Enter the pill cam: a capsule weighing less than 1oz, and about the size of your average vitamin tablet (11mm by 26mm). Capable of accurately recording 50,000 photos as it travels through the small bowel, it transmits images to a wireless recorder via sensors worn on the patient’s waist, which are then downloaded and viewed by a doctor. This can save the NHS time and money: unlike colonoscopies, patients don’t need a bed or a medical team, and their time in hospital is dramatically reduced.

Instead, the patient swallows the pill (administered by a nurse) and then goes about their day, wearing the video monitor and sensors around their waist for about eight hours. They’re left with two tasks: look for the pill to make sure it exits the body (if not, an x-ray will check if it’s stuck, which is rare) and drop the equipment back at the hospital the next day.

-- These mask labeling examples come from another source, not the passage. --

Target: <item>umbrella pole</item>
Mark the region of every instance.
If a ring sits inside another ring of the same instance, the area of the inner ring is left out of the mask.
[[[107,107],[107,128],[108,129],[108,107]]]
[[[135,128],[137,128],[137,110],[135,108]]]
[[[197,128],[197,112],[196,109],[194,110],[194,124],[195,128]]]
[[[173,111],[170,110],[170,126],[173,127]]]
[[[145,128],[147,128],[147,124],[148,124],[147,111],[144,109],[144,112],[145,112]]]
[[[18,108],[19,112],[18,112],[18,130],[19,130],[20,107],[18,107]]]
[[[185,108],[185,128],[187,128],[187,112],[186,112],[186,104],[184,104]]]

The pill cam is already used by hospitals for monitoring Crohn’s patients, but a recent pilot suggested that it could be used for bowel cancer screening, too. Scotland has since used the pill cam on 2,000 patients, helping to address the backlog of colonoscopies due to the pandemic. It’s hoped this will be rolled out more widely, providing less time-intensive colon screening, with a colonoscopy only then required if a polyp needs to be removed, biopsied or investigated further.

Tired & tested: the capsule endoscopy ‘pill cam’ review

I recently had a pill cam to monitor the activity of my Crohn’s disease. Compared with a colonoscopy, the preparation was much easier: my local hospital’s regulations didn’t require me to drink any prep, which was something I’d found difficult previously. But I had to follow a low-residue diet (limiting high-fibre foods) for a few days and stop eating the afternoon before my appointment. At previous colonoscopies, I’d waited for hours, but this appointment was over in 10 minutes. After swallowing the pill, I drove back home.

The camera and sensors around my waist were a little uncomfortable after a few hours on my feet, as they’re quite heavy, but it was much less stressful than a colonoscopy. With the pill cam safely exiting my body, I made a short trip to the hospital the next day to return my equipment. A few weeks later I received my results: thankfully, the pill cam showed my Crohn’s disease wasn’t currently active.